Vanmorgen naar de Starrevaart gegaan. Zo zoetjesaan komen er noordelijke doortrekkers aan,
het water staat bovendien laag zodat ze graag een poosje neerstrijken op de slikrandjes.
Het is met een verrekijker allemaal aardig te zien, maar voor het echte werk heb je een telescoop nodig.
Anders had ik vanmorgen het porseleinhoen dat samen met twee waterrallen foerageerde, niet herkend.
En de krombekstrandlopers lijken op grote afstand in half-zomerkleed heel sterk op kanoeten.
Hieronder de soorten die ik vandaag op de Starrevaart heb geteld (vele duizenden dus niet…).
grote zilverreiger 1 (komen niet zo vaak op de Starrevaart), lepelaar 38, brandgans (verwilderd) 19,
zomertaling 3, waterral 2, porseleinhoen 1, bontbekplevier 3, goudplevier >340, krombekstrandloper 2,
kemphaan 22, watersnip 17, wulp 7, zwarte ruiter 16, groenpootruiter 1, witgat 3, oeverloper 1, ijsvogel 1.

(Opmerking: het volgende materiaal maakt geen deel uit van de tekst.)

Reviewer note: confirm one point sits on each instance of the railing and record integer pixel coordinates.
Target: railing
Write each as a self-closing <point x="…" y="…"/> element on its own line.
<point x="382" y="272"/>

Grote zilverreigers doen het erg goed als broedvogel in Nederland. Je ziet er steeds meer.
Daarom meld ik ze ook nauwelijks meer, je kan wel bezig blijven…
‘Recordaantallen’ zijn natuurlijk wel leuk om op te schrijven. Donderdagavond in De Wilck 9,
gistermorgen stonden er daar al 10 (gezien vanaf de westelijke ingang) en vanmorgen 11!
Vrij veel zomertalingen woensdag (Spatula querquedula – Garganey) in De Groene Jonker.
In deze tijd van het jaar lijken juveniele vogels en adulte in winterkleed sterk op elkaar.
Zomertalingen zijn vaak lastig te herkennen als ze tussen andere eenden zwemmen.
Maar: altijd lichte streep boven oog, grijsblauwe snavel en erg klein, formaat wintertaling.
Zwarte ruiters (Tringa erythropus – Spotted Redshank) ruien nu snel naar een grijs winterkleed.
Dan zijn ze lastig(er) van tureluurs te onderscheiden, nu gaat dat nog goed. Starrevaart vanmorgen.
Ook Starrevaart: jonge kemphaanvrouwen (Philomachus pugnax – Ruff; female; juvenile) vallen op
door een egaal geelbruine borstkleur, grof ‘geschubde’ vleugelveren en donkerbruine kopstrepen.